For security data specifically the stakes are ordinary engineering ones rather than anything exotic, but they're real, because the format decision tends to get made early and lived with for years across a lot of telemetry, and making it on a read benchmark that was secretly measuring the encoder is how you end up ruling out a perfectly good option for a reason that was never true. Pick the format on the write path and the catalog and metadata behavior you actually need, tune read speed where it's actually set, in the writer, and keep the two questions apart so neither one gets answered with the other one's evidence.
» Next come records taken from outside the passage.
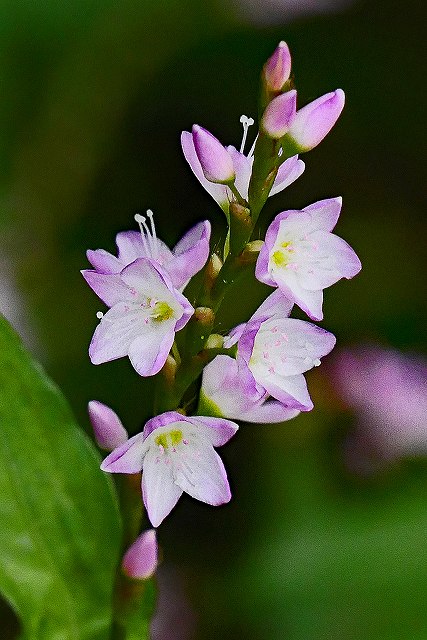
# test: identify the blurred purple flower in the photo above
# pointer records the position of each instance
(302, 257)
(176, 454)
(388, 390)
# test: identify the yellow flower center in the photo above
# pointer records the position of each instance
(162, 311)
(281, 257)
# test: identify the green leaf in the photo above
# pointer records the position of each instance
(60, 525)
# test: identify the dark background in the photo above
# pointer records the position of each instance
(94, 97)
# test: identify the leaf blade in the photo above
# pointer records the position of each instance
(60, 532)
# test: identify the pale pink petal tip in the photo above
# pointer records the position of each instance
(107, 428)
(216, 162)
(314, 121)
(280, 114)
(140, 560)
(277, 69)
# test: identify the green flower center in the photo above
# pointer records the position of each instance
(281, 257)
(169, 439)
(162, 311)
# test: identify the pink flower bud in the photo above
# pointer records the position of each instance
(140, 560)
(107, 427)
(277, 69)
(314, 121)
(216, 162)
(279, 114)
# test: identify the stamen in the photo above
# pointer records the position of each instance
(144, 230)
(252, 149)
(153, 237)
(246, 122)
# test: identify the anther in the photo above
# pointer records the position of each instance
(246, 122)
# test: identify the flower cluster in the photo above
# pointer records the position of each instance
(253, 372)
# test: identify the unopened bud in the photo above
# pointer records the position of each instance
(280, 114)
(107, 427)
(140, 560)
(277, 69)
(216, 162)
(314, 121)
(212, 270)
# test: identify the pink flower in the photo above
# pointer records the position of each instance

Evidence: Tier B (first-party, single machine; ratios transfer, absolute times don't). SDW Lab Iceberg-vs-DuckLake read comparison: one canonical Parquet set written once and registered into an Iceberg catalog via pyiceberg add_files and a DuckLake catalog via ducklake_add_data_files, read through DuckDB. At one billion rows three of four queries at parity (filtered 1.00×, byte_rollup 1.01×, subnet_rollup 1.01×, CV ≤ 2.5%); one 16.7M-distinct GROUP BY diverged ≈1.3×. The default-config gap (≈1.1–1.55× apparent Iceberg slowness) traced to Iceberg defaulting to ZSTD vs DuckLake's Snappy; at a matched codec PyArrow wrote ≈193 MB where DuckDB wrote ≈114 MB on identical data, with pyiceberg exposing no per-column encoding control. Methodology and the runnable comparison are published in the SDW Lab ocsf-read-scan benchmark; generality across other reader engines is an open follow-up.